Bengaluru-based Britannia is also “looking at small expansions in Africa,” one of the areas it sells in along with the Middle East, Nepal and others. But asked how Ukraine would affect Britain’s intentions, Berry said that “if the financials do not look attractive then [we] might just delay that ”.

Those inflation woes underscore how the fallout from Russia’s invasion will be felt by people around the world.

Even though Britannia buys wheat in India, Berry said that rising international wheat prices would lead Indian producers to sell abroad where they can get higher prices: “I’m 100 per cent sure that that’s what’s going to happen now because of the situation in the Black Sea. ”

Berry added that soaring crude oil prices, breaking $ 100 per barrel, would increase the cost of edible oils Britannia uses, as the foodstuff gets diverted into fuel.

“Frankly, it’s a very, very tough situation,” Berry said. “We had just about finished our annual plan,” he said, which forecast 4 or 5 per cent commodity inflation in the coming year after 20 per cent last year. “But now, with the Ukraine situation, we have to rework the numbers because [inflation] could be a lot more. ”

People’s purchasing power has not recovered strongly in India, where unemployment is overshadowing headline growth figures which tip India as the world’s fastest growing major economy.

For FMCG companies in India, “there’s no volume growth happening,” said Berry. Where companies are reporting increased revenue, he said, it’s because they are putting up prices.

Berry said he was “sure that in the coming quarters, volume growths are going to go negative” due to price increases: “I do not think people are going to be able to absorb that, and they’ll start consuming less.” Inflation measured by India’s consumer price index was 6 per cent in January, according to official statistics.

Despite price rises, he said Britannia’s volume growth is overall “positive” in both cities and countryside, although the amount of biscuits sold has declined in rural areas, “where there’s clearly a bigger impact of pricing”. Berry said the company had reduced some products’ size rather than increase their price.

Britannia this month reported flat quarter-on-quarter operational revenues for the three months ending December 31, at Rs34bn ($ 460mn).

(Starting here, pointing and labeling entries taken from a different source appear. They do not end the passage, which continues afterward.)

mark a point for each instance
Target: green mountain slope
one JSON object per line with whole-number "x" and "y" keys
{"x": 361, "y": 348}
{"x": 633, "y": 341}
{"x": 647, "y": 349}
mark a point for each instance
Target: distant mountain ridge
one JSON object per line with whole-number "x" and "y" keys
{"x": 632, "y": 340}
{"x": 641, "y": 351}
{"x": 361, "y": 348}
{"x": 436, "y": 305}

People usually react to price rises by choosing cheaper brands and cutting out non-essential items like face creams, said Abheek Singhi, who leads the Boston Consulting Group’s Asia consumer practice.

But while “there is going to be a slowdown in consumption by a couple of percentage points. . . the impact is actually going to be on company profitability. ”

The skyrocketing inflation is without precedent in Berry’s career, he said. Previously, “the worst year that I saw was 2008, and it was like a lamb” compared to this.